The crypto markets are seeing a wave of green, with Bitcoin near $3,900 and Ethereum close to $160.

Saturday, Jan. 5 — the crypto markets are mainly in the green today, as Bitcoin (BTC) moves closer to the $3,900 mark, data from Coin360 shows.

Market visualization by Coin360

Market visualization by Coin360

Bitcoin has shown slight growth today, up by around 3 percent and trading at about $3,899 at press time. Over the month, Bitcoin is up almost 1 percent and almost 7 percent over the week.

Bitcoin 7-day price chart

Bitcoin 7-day price chart. Source: Cointelegraph’s Bitcoin Price Index.

Ethereum (ETH) is currently trading at around $159, up more than 6 percent on the day at press time. The second-largest cryptocurrency is seeing around 35 percent gains over the week, and 47 percent gains over the month.

This week, developers from Ethereum discussed the possibility of implementing a new proof-of-work (PoW) algorithm that would raise the efficiency of GPU-based — rather than ASIC-based — mining on the network. The debate over whether to go forward with the implementation comes ahead of the upcoming Ethereum Constantinople hard fork.

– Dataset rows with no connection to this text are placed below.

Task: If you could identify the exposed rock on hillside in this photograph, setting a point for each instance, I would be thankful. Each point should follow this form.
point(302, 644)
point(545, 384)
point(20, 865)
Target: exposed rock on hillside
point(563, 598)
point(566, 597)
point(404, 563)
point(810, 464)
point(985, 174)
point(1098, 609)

Ethereum’s 7-day price chart

Ethereum’s 7-day price chart. Source: Cointelegraph’s Ethereum Price Index

Third-largest cryptocurrency Ripple (XRP) is up over 2 percent at press time, trading at around $0.36. Over the week, the coin has seen more than 7 percent growth, and almost 5 percent gains over the month.

Ripple 7-day price chart

Ripple 7-day price chart. Source: Cointelegraph’s Ripple Price Index.

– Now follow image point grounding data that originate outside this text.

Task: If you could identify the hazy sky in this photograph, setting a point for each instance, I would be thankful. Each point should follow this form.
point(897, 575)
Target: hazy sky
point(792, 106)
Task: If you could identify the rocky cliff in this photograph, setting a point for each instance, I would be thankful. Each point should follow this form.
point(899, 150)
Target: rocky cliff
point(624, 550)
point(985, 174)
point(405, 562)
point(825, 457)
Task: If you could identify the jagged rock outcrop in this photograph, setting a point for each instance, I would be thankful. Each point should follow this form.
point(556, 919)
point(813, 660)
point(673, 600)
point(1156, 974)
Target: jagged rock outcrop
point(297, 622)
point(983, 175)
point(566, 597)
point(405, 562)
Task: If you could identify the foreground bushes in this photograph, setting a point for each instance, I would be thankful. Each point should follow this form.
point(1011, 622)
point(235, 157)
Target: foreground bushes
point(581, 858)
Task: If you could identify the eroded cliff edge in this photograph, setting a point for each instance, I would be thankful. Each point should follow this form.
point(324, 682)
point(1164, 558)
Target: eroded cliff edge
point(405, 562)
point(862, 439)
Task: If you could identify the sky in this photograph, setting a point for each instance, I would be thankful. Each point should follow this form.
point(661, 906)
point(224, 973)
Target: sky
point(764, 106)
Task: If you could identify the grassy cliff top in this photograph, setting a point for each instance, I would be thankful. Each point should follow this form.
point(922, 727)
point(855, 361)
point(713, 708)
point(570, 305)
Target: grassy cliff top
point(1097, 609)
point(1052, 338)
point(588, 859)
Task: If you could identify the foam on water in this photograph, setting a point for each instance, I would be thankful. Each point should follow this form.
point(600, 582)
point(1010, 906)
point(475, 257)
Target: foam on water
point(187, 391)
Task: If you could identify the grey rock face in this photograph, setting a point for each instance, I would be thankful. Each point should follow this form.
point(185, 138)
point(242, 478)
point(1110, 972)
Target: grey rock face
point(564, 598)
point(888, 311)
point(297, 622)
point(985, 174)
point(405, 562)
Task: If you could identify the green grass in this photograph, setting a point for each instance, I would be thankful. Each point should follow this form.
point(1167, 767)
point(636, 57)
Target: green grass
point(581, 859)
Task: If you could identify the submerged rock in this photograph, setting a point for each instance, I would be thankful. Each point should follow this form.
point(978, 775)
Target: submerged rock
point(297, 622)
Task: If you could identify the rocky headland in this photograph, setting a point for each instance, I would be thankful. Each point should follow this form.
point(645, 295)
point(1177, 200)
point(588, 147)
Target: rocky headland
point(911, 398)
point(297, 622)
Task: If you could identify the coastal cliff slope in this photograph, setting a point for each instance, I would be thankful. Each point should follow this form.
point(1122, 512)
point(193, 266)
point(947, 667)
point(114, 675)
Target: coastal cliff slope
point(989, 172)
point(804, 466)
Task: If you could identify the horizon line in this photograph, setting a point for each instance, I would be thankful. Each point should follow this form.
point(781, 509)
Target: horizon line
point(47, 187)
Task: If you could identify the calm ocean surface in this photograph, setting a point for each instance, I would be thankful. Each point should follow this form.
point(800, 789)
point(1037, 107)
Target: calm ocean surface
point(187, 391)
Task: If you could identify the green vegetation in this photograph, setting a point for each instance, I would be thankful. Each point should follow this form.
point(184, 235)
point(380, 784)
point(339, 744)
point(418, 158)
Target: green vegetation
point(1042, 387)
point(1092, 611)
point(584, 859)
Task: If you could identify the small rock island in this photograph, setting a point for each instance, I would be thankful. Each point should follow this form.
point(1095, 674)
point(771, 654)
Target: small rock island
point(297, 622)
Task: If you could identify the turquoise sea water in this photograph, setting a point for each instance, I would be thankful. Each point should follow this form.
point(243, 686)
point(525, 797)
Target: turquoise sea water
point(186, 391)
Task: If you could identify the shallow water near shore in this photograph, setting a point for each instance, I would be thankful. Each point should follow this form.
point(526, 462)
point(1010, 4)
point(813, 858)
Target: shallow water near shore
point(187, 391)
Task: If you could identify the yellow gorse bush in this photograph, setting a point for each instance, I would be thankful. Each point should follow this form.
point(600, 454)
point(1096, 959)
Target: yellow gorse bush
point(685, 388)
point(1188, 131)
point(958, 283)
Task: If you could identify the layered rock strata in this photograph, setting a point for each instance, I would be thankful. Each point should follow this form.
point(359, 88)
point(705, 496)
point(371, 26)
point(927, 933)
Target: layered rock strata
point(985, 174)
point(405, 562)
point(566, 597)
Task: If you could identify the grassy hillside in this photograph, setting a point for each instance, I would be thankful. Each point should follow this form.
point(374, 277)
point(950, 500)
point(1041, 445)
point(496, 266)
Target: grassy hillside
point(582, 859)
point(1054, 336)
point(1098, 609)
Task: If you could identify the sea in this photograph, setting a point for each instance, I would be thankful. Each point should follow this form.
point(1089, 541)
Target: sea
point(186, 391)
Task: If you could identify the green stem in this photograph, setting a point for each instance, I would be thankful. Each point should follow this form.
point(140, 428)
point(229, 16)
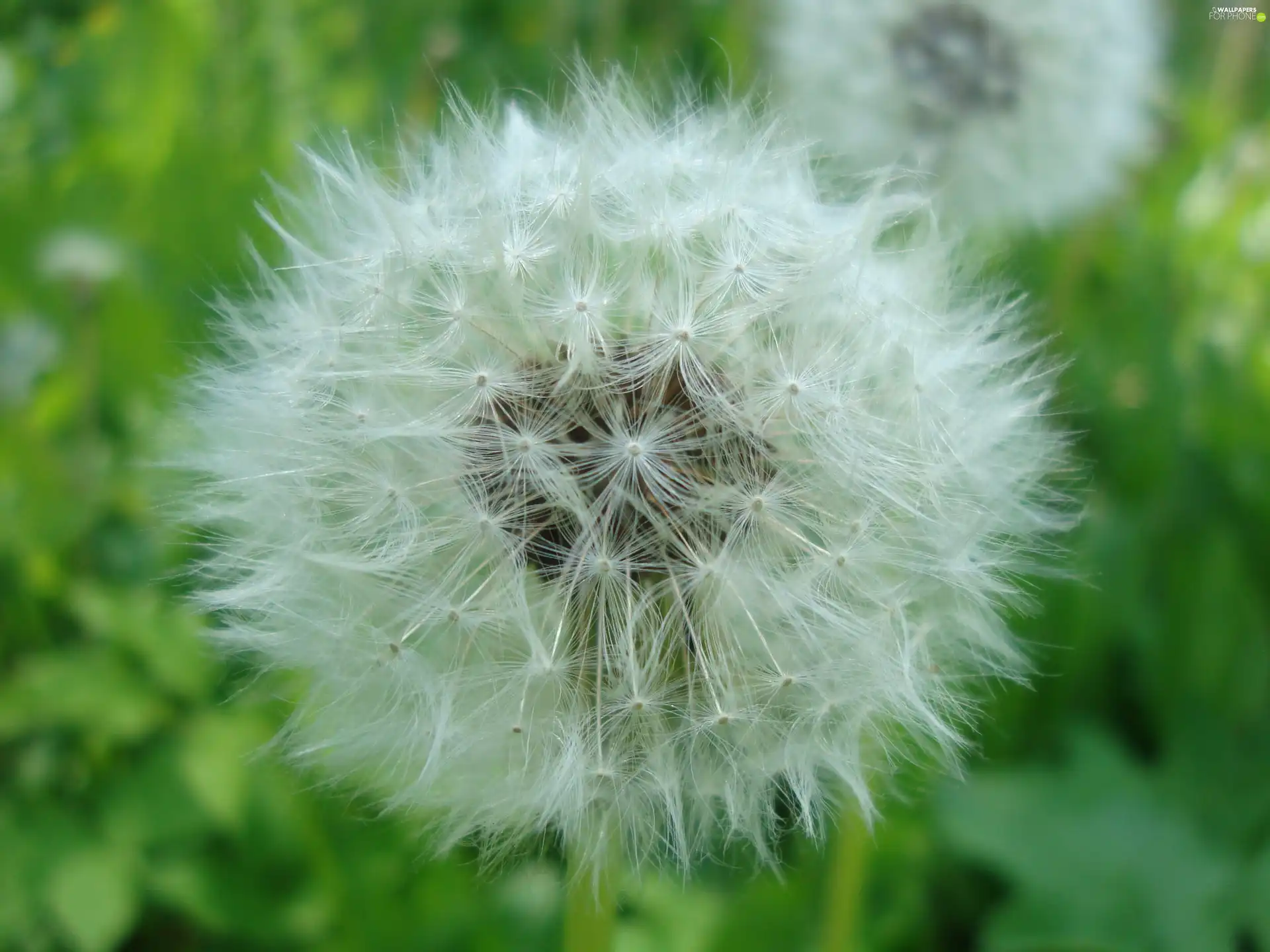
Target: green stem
point(842, 900)
point(591, 905)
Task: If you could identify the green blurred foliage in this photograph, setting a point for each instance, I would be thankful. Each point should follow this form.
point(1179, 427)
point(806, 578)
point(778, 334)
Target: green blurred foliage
point(1121, 804)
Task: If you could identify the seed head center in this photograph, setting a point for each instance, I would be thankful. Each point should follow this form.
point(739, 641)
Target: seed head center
point(564, 495)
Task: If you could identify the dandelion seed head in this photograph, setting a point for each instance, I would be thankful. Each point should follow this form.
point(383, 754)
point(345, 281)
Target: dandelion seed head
point(647, 536)
point(1023, 113)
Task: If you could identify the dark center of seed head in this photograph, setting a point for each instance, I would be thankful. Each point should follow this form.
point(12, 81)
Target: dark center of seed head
point(954, 61)
point(585, 427)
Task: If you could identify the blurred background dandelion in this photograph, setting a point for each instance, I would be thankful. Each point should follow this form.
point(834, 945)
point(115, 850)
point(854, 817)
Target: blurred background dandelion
point(1122, 803)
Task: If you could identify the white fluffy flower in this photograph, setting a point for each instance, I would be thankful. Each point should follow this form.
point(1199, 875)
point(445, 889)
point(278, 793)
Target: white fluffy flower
point(607, 483)
point(1027, 111)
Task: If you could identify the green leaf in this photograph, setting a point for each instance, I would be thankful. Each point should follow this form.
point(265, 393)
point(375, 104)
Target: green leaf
point(84, 688)
point(160, 636)
point(214, 761)
point(95, 898)
point(1095, 858)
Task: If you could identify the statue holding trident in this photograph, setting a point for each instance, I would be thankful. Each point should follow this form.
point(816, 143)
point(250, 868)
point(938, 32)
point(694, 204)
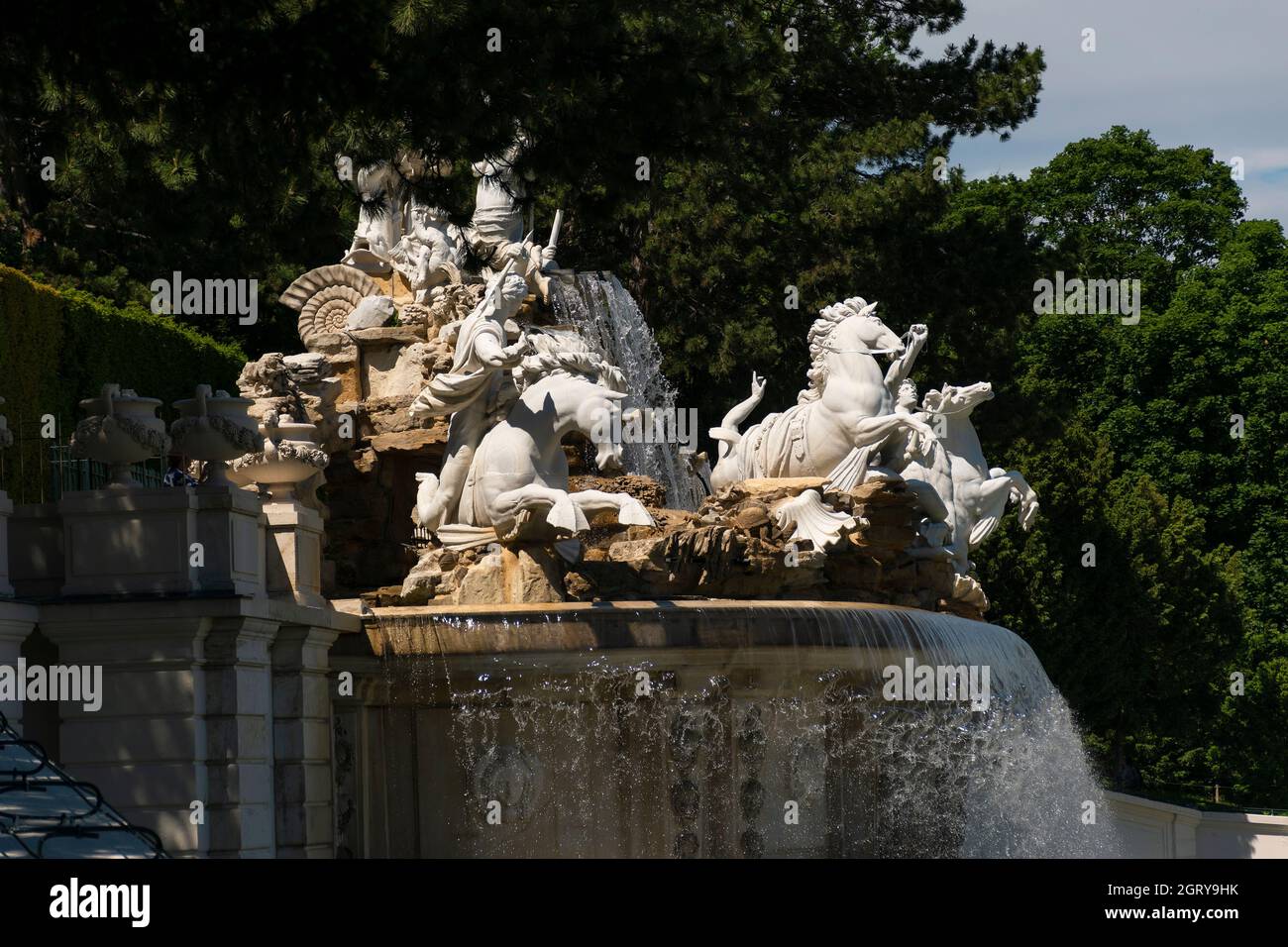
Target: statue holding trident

The total market cap of all cryptocurrencies is currently around $133 billion at press time, up from its weekly low of about $125 billion.

7-day chart of total market capitalization of all cryptocurrencies

7-day chart of total market capitalization of all cryptocurrencies from CoinMarketCap

Of the top ten cryptocurrencies, Litecoin (LTC) and TRON are showing the biggest growth, up over 12 and 15 percent respectively.

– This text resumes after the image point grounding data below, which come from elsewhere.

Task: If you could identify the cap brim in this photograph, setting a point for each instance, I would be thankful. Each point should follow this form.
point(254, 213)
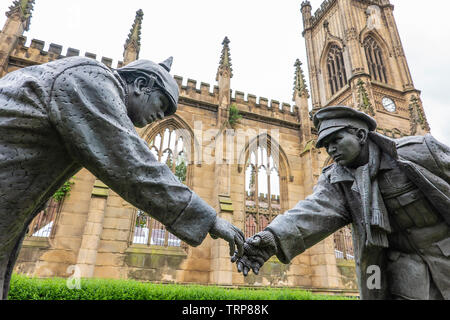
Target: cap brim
point(325, 133)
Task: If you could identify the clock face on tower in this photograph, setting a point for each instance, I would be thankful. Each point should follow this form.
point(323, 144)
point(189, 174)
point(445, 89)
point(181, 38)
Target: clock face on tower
point(389, 104)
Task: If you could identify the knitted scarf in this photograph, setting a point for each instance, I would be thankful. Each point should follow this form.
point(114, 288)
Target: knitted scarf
point(376, 219)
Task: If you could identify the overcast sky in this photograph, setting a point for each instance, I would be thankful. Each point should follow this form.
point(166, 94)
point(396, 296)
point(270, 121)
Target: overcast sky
point(265, 40)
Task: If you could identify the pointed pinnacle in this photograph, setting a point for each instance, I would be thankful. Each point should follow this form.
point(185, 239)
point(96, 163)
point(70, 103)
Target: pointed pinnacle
point(134, 37)
point(300, 86)
point(24, 8)
point(225, 58)
point(135, 32)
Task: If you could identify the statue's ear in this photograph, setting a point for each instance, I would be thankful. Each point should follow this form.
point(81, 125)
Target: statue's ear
point(167, 64)
point(362, 135)
point(139, 84)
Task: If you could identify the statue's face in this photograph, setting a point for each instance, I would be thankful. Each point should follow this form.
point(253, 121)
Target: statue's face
point(344, 147)
point(145, 107)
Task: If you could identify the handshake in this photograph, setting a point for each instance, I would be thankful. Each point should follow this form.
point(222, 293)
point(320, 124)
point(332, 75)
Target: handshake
point(252, 253)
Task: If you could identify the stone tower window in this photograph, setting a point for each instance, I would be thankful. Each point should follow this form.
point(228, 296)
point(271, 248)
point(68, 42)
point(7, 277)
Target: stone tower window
point(42, 225)
point(168, 146)
point(337, 77)
point(262, 190)
point(375, 60)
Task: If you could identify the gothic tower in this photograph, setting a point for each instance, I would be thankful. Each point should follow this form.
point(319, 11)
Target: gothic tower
point(19, 17)
point(356, 58)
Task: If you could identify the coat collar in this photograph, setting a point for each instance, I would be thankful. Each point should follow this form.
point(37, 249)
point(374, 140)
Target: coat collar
point(388, 147)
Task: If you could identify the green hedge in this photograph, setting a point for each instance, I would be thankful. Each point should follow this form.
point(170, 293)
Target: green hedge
point(25, 288)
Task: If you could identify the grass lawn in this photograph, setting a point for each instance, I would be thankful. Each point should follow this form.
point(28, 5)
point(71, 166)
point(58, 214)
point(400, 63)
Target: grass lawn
point(25, 288)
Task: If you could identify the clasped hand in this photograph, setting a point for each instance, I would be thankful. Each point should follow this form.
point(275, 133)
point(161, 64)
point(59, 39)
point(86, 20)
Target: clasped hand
point(257, 250)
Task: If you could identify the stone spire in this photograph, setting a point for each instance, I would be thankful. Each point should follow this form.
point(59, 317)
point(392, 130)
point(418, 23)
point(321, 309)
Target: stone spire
point(301, 96)
point(225, 69)
point(300, 87)
point(133, 43)
point(24, 9)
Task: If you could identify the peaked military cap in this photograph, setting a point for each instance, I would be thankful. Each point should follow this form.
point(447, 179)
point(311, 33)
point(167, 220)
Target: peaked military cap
point(331, 119)
point(163, 78)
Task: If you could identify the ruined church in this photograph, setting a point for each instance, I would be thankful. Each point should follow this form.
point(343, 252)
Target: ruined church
point(250, 158)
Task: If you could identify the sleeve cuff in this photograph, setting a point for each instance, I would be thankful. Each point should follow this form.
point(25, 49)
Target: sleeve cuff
point(289, 239)
point(194, 222)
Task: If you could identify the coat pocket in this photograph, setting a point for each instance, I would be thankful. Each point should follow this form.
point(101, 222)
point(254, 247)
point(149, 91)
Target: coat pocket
point(444, 246)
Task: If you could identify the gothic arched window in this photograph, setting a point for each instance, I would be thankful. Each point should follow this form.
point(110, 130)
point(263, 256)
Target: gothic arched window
point(375, 60)
point(262, 189)
point(337, 77)
point(168, 144)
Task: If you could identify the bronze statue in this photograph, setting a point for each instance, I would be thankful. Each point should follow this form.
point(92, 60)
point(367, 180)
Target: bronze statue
point(396, 195)
point(61, 116)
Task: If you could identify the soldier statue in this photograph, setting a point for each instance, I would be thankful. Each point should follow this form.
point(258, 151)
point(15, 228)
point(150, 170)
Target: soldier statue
point(396, 195)
point(75, 112)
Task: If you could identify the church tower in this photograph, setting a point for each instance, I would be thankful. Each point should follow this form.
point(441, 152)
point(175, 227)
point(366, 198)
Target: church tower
point(356, 58)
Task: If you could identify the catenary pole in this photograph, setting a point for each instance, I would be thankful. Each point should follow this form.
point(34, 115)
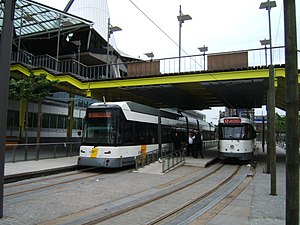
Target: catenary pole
point(5, 51)
point(292, 108)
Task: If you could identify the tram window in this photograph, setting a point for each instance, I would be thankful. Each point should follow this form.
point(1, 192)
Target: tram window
point(126, 131)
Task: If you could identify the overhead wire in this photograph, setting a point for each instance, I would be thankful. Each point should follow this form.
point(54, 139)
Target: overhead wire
point(228, 102)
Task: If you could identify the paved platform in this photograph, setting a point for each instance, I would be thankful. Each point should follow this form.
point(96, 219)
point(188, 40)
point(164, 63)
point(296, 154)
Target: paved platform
point(254, 205)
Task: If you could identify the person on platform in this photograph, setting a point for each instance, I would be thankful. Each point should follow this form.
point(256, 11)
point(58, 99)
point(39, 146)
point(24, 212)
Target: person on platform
point(190, 144)
point(197, 146)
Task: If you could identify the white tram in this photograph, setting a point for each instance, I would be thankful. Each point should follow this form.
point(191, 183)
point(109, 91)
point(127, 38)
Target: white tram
point(237, 138)
point(116, 132)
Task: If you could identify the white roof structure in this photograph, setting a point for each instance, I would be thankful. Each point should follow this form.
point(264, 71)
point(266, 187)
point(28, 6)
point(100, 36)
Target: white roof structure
point(93, 10)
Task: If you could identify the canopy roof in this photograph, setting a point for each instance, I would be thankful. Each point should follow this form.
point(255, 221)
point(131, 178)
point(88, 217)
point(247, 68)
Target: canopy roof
point(32, 18)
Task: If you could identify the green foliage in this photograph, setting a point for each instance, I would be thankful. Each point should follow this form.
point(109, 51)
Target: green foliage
point(32, 88)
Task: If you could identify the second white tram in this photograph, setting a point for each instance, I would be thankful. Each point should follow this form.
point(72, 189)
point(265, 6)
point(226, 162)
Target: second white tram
point(237, 138)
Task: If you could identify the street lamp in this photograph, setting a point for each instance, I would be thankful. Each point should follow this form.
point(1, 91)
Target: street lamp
point(110, 30)
point(203, 49)
point(77, 43)
point(271, 104)
point(265, 42)
point(181, 18)
point(150, 55)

Earlier this week, the Gemini crypto exchange — founded by the Winklevoss twins in 2014 — released a series of ads calling for better regulation of the crypto space. The ads, which read “Crypto needs rules,” were received with mixed reactions from the crypto community, as some believe the space suffers from the intervention of regulators.

Also this week, five more crypto exchanges — including Coincheck — joined Japan’s self-regulatory association of cryptocurrency exchanges.